エチオピアは、古くからユダヤ人が住み、4世紀にはキリスト教会ができたともいわれます。北アフリカがイスラム化したあと、エジプトで暮らすキリスト教徒は、コプトとよばれます。
ソロモン王は、シバの女王の子供を認知して「聖櫃」(ターボート)をあたえたとされます。、エチオピアのコプト教会には、いまでも「アーク」がおかれているという話です。
エチオピアは、植民地にされたことがない数少ない国でした。存在は知られていましたが、情報がかぎられ、すべてが謎につつまれた神秘的な王国でした。そこに「シバの女王伝説」がつけたされ、正統なキリスト教を奉じる巨大帝国と考えられたのです。ナイル川は、もともとエデンの園から流れ出ていると考えられていました
スコットランドの探検家、ウイリアム・ブルースは、古代文献の真偽を確かめることが使命だと考えてナイル川を溯上し、1770年、伝説の天国「エチオピア」にたどりつきます。
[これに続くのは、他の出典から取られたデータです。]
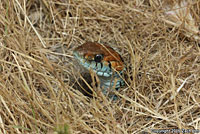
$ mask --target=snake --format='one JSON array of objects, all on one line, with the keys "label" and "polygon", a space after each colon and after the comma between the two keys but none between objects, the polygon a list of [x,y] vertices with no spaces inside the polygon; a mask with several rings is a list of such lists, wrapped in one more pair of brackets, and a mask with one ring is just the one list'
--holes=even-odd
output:
[{"label": "snake", "polygon": [[118,90],[124,85],[122,74],[125,64],[121,55],[108,45],[86,42],[74,49],[73,55],[82,67],[92,70],[100,80],[102,92]]}]

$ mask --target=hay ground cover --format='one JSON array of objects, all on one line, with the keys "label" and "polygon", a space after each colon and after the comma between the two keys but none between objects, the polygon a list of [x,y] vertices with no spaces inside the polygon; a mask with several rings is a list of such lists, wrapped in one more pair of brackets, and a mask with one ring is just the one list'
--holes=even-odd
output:
[{"label": "hay ground cover", "polygon": [[[0,133],[200,133],[199,16],[199,0],[0,0]],[[86,41],[124,59],[117,101],[73,86]]]}]

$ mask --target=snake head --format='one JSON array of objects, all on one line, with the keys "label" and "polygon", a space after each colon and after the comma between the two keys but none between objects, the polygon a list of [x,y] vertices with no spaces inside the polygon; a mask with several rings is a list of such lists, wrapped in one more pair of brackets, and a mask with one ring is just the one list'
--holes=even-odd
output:
[{"label": "snake head", "polygon": [[111,77],[113,72],[125,69],[119,53],[107,45],[96,42],[86,42],[74,49],[78,62],[86,69],[92,69],[98,76]]}]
そこはアビシニアとよばれ、戦国時代のまっただ中でした。素晴らしく美しい女性が、たくさん暮らしていました。
赤銅色のアビシニア女性は、端整な顔立ち、エキゾチックで気品のある雰囲気、そして艶がある皮膚の色から美人としてしばしば語られます。生をみてみたいとずっと思ってきましたが、なかなか機会が訪れません。
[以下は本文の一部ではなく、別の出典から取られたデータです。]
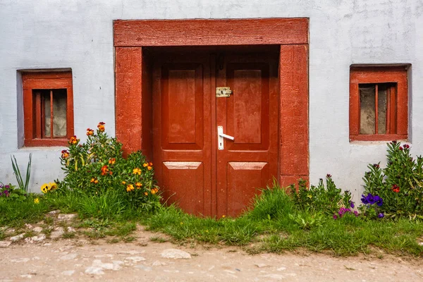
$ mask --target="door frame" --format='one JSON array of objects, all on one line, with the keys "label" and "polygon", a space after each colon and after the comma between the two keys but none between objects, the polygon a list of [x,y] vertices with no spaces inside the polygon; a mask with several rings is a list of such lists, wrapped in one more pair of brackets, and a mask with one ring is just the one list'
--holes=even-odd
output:
[{"label": "door frame", "polygon": [[278,181],[309,180],[309,19],[114,20],[116,137],[152,159],[152,61],[145,47],[280,45]]}]

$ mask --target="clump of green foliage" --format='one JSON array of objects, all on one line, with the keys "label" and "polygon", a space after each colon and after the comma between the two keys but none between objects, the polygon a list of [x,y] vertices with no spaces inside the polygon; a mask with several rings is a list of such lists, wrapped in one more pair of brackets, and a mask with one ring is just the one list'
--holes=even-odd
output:
[{"label": "clump of green foliage", "polygon": [[423,219],[423,157],[408,145],[388,144],[387,165],[369,164],[363,178],[362,212],[370,217]]},{"label": "clump of green foliage", "polygon": [[326,186],[320,178],[317,186],[311,185],[309,189],[305,181],[300,180],[298,190],[293,185],[290,186],[290,190],[295,206],[301,210],[333,215],[338,212],[340,208],[354,207],[351,193],[337,188],[330,174],[326,175]]},{"label": "clump of green foliage", "polygon": [[65,171],[63,180],[56,180],[52,192],[72,192],[100,197],[117,194],[123,206],[154,212],[160,207],[159,188],[154,180],[153,164],[141,152],[123,157],[122,144],[108,136],[104,123],[94,130],[87,129],[87,140],[80,143],[73,136],[68,149],[61,157]]}]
「ナイル探検」(岩波書店)は、小説にしたいような面白い話で詰まっています。マムルーク(奴隷出身の軍人)と、アビシニアの赤銅色の女奴隷、この組み合わせはロマンの塊です。
作品番号54.「領域」の「聖なる七つの丘」は、ここにチャレンジしましたが、書き直したい小説です。もう一度創作期がくれば、書けるも知れません。